İnsanoğlu dünyaya çıplak gelir, çıplak gider. Feryad ve inlemelerle ağlayarak gelir, ağlayarak gider.
Sarı bakır terazide altınla aynı ağırlıkta olsa bile kıymette ona eşit olmaz. Çünkü ağırlıkta aynı olmak kıymette denk olmak anlamına gelmez.
Süleyman Peygamber gibi emelleri olmayan, Asaf gibi vezirin değerini bilemez. Bu alemde insan olmayan insanın kıymetini bilemez.
Davud Peygamber gibi güzel sesinle yumuşak ve tatlı söyleyişini bütün aleme duyur. Bu gök kubbe altında sana kalacak olan hoş bir seda olacaktır.
İnsanın ne olduğunu anlamak için sözüne değil işine bakmak gerekir. Kişinin aklının derecesi eserinden belli olur.
Merhamet nazarıyla olaylara bakmaktan daha büyük olgunluk olamaz. Kişinin kendi eksiğini bilmesi en büyük irfandır.

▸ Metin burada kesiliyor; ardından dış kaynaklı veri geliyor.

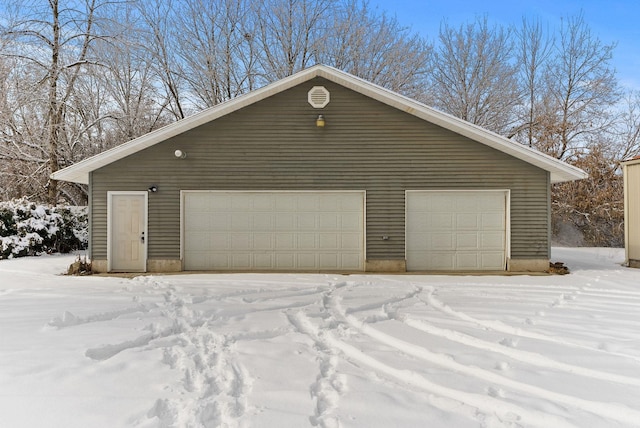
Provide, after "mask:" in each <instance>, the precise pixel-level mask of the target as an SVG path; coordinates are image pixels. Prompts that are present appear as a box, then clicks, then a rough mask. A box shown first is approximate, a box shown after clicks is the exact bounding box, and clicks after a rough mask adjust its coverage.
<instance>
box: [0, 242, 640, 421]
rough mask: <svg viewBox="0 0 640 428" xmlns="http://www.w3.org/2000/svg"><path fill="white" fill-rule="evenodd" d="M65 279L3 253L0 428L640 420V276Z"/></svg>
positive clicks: (43, 265)
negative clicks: (8, 256) (12, 259)
mask: <svg viewBox="0 0 640 428" xmlns="http://www.w3.org/2000/svg"><path fill="white" fill-rule="evenodd" d="M623 257H624V255H623V252H622V251H621V250H611V249H566V248H555V249H554V257H553V258H554V260H558V261H564V262H565V263H566V264H567V265H568V266H569V267H570V268H571V269H572V274H571V275H568V276H417V275H396V276H392V275H349V276H347V275H307V274H271V275H268V274H225V275H172V276H141V277H137V278H135V279H123V278H113V277H109V278H106V277H67V276H60V275H57V274H58V273H59V272H61V271H63V270H65V269H66V268H67V266H68V265H69V264H70V263H71V262H72V261H73V259H74V258H73V256H49V257H36V258H24V259H14V260H2V261H0V425H1V426H3V427H65V428H69V427H174V426H175V427H200V426H204V427H278V428H280V427H311V426H319V427H367V428H371V427H373V428H375V427H385V428H387V427H432V428H433V427H489V428H494V427H529V426H532V427H545V428H547V427H590V428H593V427H632V426H640V270H638V269H636V270H634V269H628V268H623V267H621V266H620V263H621V262H622V260H623Z"/></svg>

Kendine hoşça bak ki alemin özüsün sen. Yaratılmışların göz bebeğisin sen.
Bir nesnede tecelli etmeden kabiliyet var sayılmaz. Her asa ejder yakalayamaz. Her elden de keramet sadır olmaz.
Dünyaya nizam vermeye çalışan kimselerin hanelerinde bin bir türlü ihmalkarlık vardır.
En uzun geceyi kahinle, vakti belirleyen kişiye sorma. Gam hastalığına düçar olmuş kişiye sor. (o ne kadar uzun olduğunu bilir)
Ademoğlunun her biri ötekisinin bir parçası gibidir. Çünkü hepsinin mayası ve özü birdir.
Nisan ayının (baharın) eserlerini görmeden bahar elden gider. Güller sonunda boyun eğerler ama bülbül gitmiş olur.
(İlahi) Aşkı anlatan dersi Yahya nasıl çözümlesin. Konuşanlar bilmez. Bilenler söylemez.
Yazıktır alemde şah iken dilenci olmayasın. Kederlenip (günahlarına rağmen) Rahmeti ilahiyeyi ümit etmeyesin.